Saturday, November 07, 2009

Radicalism as a Jumpstart to Historical Truth?

The Preface to Black Athena tells that Martin Bernal was trained in Chinese studies, that he taught and researched for twenty years on the intellectual relations between China and the West at the turn of the 20th century. He was also well-studied in Chinese politics. The year of 1962 saw him studying the war in Indo-China and he was concerned about the virtual lack of serious scholarship on Vietnamese culture in Britain. Therefore, he was obliged to study it, both to contribute to the movement against American repression there as much for the study of a fascinating subject. Vietnam and Japan, then served as models for his study of Greece.

It was in 1975 that Bernal came to a mid-life crisis. It was somehow related to the end of American intervention in Indo-China and the upcoming end of the Maoist regime in China. This shift from East Asia to the Eastern Mediterranean led him to explore elements of a personal Jewish ancestry, the relationship of the Israelites to surrounding peoples. It shocked him to discover that Hebrew and Phoenician were mutually intelligible, dialects of a single Canaanite language.

Looking at Hebrew, he found striking similarities to Greek. He knew many languages from Chinese, Japanese, Vietnamese, and some Chichewa, a Bantu language. He found it interesting that the striking parallels between Hebrew and Greek were not normal between languages developing out of contact. Hebrew/Canaanite was spoken across the Mediterranean, not just in the Levant. He believed that Greek borrowed from Hebrew and vice-versa.

Bernal became convinced that legends about the Phoenician Kadmos founding Thebes may have an element of truth. Still, he dismissed the notion of Egyptian settlement, that whatever Greeks might have written, the colonists were really Semitic speakers.

Four years later, he concluded that nearly a quarter of the Greek vocabulary could be traced to Semitic origins, 40-50% seemed to be of Indo-European origin, yet the remaining quarter, perhaps a third was unaccounted for. But, he remained puzzled as to what that origin might be. In 1979, while glancing through a copy of Cerny’s Coptic Etymological Dictionary, he found it. He determined that 20-30% of the remainder of Greek had origins in Egyptian as well as the names of their gods and goddesses.

Why wasn’t this seen before?

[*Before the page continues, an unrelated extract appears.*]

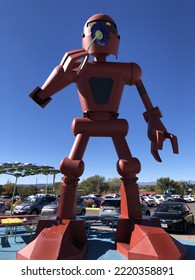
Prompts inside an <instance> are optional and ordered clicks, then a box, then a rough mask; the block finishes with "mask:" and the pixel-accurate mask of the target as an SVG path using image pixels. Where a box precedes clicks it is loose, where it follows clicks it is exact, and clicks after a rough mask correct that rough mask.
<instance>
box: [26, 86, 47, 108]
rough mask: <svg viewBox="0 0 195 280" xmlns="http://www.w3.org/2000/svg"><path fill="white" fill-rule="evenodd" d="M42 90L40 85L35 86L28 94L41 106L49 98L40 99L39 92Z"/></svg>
mask: <svg viewBox="0 0 195 280" xmlns="http://www.w3.org/2000/svg"><path fill="white" fill-rule="evenodd" d="M41 92H42V89H41V88H40V87H36V88H35V89H34V90H33V91H32V92H31V93H30V94H29V96H30V98H32V99H33V100H34V101H35V102H36V103H37V104H38V105H40V106H41V107H42V108H44V107H45V106H46V105H47V104H48V103H49V102H50V101H51V100H52V98H51V97H48V98H45V99H41V98H40V96H39V94H40V93H41Z"/></svg>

Anti-Semitism explained the denial of Phoenician contribution. What about Egypt? Why hadn’t Bernal seen this before? It was so obvious to him, especially since Egypt was a tremendously powerful and nearby culture connected to Greece by a very short distance across the Mediterranean and, even more so because his grandfather was an Egyptologist. Still, he never even thought to look there. He concluded that profound cultural inhibitions must exist to deny the association of Egypt to Greece.

Bernal, armed with his theory, began to study the historiography of Greek origins. Bernal began to refer to his theory as the “Ancient model” and was very surprised to find that the modern model of Greek origins began 1840-50. Clearly, attitudes toward Phoenician influence had been profoundly influenced by anti-Semitism. Connections to Romanticism and tensions between the Egyptian religion and Christianity took “rather longer to unravel.”

Martin Bernal has worked for more than a decade on his theory and has become "a public nuisance in both Cambridge and Cornell." Many scholars have contributed their criticisms, some which Bernal concedes and some that he does not. Either way, he stresses a very good point. People see what they want to see. If a scholar turns out wrong, it may not get noticed for a very long time, especially if it’s politically useful to those in power at the time. In Mark Twain’s words, “It shows that that strange thing, the conscience--the unerring monitor--can be trained to approve any wild thing you want it to approve if you begin its education early & stick to it.”- Notebook #35. Twain almost announced Bernal’s arrival to the podium!